Sunday, January 25, 2009

(TALKZIMBABWE) Zimbabwe online media and 'the manufacture of consent'

Zimbabwe online media and 'the manufacture of consent'
Philip Murombedzi
Fri, 23 Jan 2009 10:21:00 +0000

WALTER Lippman coined the phrase “the manufacture of consent”, which he said could be construed as a means of population control. Lippman’s concept is applicable today considering the status of the media, especially Zimbabwean online media.

We have seen a mushrooming of online publications on Zimbabwe in the past year. These publications most times play a crucial role in clarifying principles and motives of Government and opposition policy to the public, and enhances the role of the population in the formulation of policy, or if not formulation, in shaping the direction of that policy.

I am sure many politicians in both Zanu PF and the MDC and policy makers log onto these sites and the accompanying forums to gauge public opinion.

The internet is clearly one of the most powerful information tools in society today; it is, for most of the public, the ultimate source of all their information. The structure of the media will therefore have fundamental implications for the political and cultural orientation of the public.

Online publications are very relevant. They have already started competing with major print newspapers for an audience, but they differ over the degree to which they limit the public’s understanding of current affairs and the overall consequences of this. Online media is a business, just like any other business, competing for revenue from ads and clicks.

Such competition has at times taken objectivity aware from reporting and replaced it with sensationalism, twisting of facts and sometimes outright lying to get that catchy headline and the inside story. Inevitably those who control the media also control the thinking processes of the public, whose appetite for news has been made insatiable by this sensationalism, twisting of facts and lying.

In 2001 when John Sway retired from the New York Times he made an interesting statement:

“The business of a journalist now is to destroy the truth, to lie outright, to pervert, to vilify, fall at the feet of Mammon and sell himself for his daily bread. We are tools, vessels of rich men behind the scenes, we are jumping jacks.

“They pull the strings; we dance. Our talents, our possibilities and our lives are the properties of these men. We are intellectual prostitutes,” he added.

No one could have summed it better than Sway.

As each reporter on Zimbabwe today reads this statement, they should ask themselves this question: “Am I really reporting the truth and nothing but the truth, or am I just trying to advance a particular opinion that will make me popular with my boss and readers of my story? Am I deliberately misinforming the public to advance an opinion — selling oneself for daily bread? Am I a jumping jack or a strong, learned man who stands by the truth?”

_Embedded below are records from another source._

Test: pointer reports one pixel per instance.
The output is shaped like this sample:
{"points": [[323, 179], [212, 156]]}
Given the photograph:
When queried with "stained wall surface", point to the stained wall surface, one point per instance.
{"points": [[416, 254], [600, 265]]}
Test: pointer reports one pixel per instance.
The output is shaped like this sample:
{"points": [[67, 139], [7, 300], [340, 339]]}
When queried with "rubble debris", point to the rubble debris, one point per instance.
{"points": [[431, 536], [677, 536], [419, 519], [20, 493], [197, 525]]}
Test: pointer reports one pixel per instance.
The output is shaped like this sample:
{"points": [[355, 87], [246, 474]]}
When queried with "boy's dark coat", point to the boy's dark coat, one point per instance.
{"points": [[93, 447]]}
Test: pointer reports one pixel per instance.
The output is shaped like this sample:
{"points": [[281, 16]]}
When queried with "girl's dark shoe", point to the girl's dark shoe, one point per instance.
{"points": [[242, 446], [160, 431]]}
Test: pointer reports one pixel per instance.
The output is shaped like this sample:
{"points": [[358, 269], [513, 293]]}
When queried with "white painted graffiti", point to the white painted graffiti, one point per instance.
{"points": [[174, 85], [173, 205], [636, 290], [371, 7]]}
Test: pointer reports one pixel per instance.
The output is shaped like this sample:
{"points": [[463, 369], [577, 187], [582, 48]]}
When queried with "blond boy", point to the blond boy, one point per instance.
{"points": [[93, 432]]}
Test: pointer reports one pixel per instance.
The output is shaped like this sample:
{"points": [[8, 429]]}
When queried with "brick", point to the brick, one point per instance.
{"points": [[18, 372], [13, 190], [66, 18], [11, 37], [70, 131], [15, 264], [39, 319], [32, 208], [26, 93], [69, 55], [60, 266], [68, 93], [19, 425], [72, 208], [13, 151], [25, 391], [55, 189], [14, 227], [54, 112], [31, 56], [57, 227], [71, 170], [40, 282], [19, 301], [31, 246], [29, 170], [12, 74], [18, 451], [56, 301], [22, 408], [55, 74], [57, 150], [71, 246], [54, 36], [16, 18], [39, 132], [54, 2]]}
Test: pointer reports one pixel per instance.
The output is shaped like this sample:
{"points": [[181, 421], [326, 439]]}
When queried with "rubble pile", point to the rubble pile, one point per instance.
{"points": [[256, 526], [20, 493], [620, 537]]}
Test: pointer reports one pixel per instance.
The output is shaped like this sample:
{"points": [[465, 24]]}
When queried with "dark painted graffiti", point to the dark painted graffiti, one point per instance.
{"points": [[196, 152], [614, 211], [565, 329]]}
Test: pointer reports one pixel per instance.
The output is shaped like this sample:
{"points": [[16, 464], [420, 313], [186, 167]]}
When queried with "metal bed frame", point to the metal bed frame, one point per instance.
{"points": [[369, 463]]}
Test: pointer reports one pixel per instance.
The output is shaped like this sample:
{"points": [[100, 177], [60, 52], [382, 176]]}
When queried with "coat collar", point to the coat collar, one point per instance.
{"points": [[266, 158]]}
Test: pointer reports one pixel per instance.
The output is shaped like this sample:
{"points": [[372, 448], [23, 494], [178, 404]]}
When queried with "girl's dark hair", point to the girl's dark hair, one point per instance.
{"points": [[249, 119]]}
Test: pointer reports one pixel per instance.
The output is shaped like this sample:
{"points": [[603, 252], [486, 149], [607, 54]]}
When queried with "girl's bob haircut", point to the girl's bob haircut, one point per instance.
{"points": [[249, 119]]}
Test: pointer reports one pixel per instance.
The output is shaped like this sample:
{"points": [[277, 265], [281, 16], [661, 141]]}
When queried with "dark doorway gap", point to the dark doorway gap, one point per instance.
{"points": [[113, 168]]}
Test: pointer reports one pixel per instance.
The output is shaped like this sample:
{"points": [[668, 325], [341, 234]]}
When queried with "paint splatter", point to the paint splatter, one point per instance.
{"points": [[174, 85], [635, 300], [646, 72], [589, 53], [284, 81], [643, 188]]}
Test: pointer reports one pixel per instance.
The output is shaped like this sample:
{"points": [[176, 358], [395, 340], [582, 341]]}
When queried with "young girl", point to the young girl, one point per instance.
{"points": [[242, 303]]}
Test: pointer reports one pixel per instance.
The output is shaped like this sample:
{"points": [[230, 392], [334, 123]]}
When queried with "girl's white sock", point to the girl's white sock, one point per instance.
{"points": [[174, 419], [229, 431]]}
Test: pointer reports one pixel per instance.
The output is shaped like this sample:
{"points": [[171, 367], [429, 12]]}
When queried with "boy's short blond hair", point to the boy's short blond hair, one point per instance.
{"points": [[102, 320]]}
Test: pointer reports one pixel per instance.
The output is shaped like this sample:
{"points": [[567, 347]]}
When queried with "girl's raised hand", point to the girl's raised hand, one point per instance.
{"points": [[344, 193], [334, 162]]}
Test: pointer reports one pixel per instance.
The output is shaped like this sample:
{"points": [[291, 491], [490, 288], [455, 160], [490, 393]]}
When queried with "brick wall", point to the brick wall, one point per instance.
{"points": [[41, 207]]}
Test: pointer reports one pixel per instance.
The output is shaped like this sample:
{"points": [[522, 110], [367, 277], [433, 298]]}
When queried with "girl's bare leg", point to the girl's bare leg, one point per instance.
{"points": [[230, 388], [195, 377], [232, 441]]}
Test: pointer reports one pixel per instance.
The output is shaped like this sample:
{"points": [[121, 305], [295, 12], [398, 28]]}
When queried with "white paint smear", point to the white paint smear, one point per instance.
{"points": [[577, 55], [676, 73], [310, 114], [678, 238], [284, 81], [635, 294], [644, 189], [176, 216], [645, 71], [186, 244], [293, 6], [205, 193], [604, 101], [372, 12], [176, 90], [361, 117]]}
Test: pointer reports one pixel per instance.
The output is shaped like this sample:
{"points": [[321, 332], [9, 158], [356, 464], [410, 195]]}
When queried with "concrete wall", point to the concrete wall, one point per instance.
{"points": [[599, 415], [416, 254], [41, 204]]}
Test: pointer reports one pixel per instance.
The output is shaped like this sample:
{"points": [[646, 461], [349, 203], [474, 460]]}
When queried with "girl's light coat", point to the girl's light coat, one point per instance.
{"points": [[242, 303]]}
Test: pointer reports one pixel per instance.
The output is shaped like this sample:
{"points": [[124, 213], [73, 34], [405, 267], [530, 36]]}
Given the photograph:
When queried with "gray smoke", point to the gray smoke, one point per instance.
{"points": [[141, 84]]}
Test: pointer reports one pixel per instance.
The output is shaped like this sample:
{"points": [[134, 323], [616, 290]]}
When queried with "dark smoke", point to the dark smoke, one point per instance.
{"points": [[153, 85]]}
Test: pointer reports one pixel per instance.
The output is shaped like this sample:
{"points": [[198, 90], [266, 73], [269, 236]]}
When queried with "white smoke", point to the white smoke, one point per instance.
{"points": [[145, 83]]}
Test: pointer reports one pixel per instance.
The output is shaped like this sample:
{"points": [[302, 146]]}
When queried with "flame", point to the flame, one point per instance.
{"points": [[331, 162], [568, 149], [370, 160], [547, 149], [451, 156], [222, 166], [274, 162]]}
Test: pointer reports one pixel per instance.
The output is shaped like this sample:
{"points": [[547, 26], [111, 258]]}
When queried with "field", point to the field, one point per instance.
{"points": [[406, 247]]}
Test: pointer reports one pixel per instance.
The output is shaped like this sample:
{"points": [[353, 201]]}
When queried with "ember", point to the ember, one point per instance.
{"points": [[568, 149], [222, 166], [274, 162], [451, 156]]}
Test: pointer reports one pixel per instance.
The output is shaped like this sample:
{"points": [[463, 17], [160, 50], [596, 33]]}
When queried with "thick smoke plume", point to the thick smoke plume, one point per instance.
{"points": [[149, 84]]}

The beauty of the internet today is that there is a vast catalogue of articles and those who are jumping jacks today might not have the luxury of changing their positions in the future as records are kept via a viral link: where publishing, republishing and archiving of articles occurs.

I have seen many journalists’ “talents, possibilities and lives become the properties of these men” — rich controlling men.

These are the journalists who afford acres of space to the Barack Obama inauguration and completely ignore the thousands of Palestinian deaths in Gaza.

The banning of journalists and reporters on the Gaza strip slips the attention of the mass media — the same media that is being banned. This defies logic and is incomprehensible. Even the usually caustic online media fails to report that; but finds the Obama inauguration interesting. The question we, therefore, have to ask is: “Who controls what is televised, printed and published?”

The public can be excused from this manipulation. They are consumers of what is dished to them. Journalists should waken up to the power of propaganda. They know propaganda. They have studied propaganda and mass manipulation, so how can they become the victim as well?

Today we lament the death of vigorous independent and critical media. Most of the media lacks a strong ethic of searching for the truth.

The public has been left poisoned, uninformed and with what one writer called “systematically incorrect perspectives on the world”.

As I prepare to take over a managing editor role in one online publication, I vow to state “the truth and nothing but the truth” regardless of what pressures emanate therefrom. Those pressures can only reinforce the fact that those who do not want to tell the truth are indeed “destroying the truth, lying outright, to pervert, to vilify, and are falling at the feet of Mammon and selling themselves for their daily bread”, but still have the audacity to call themselves mothers or fathers in their households.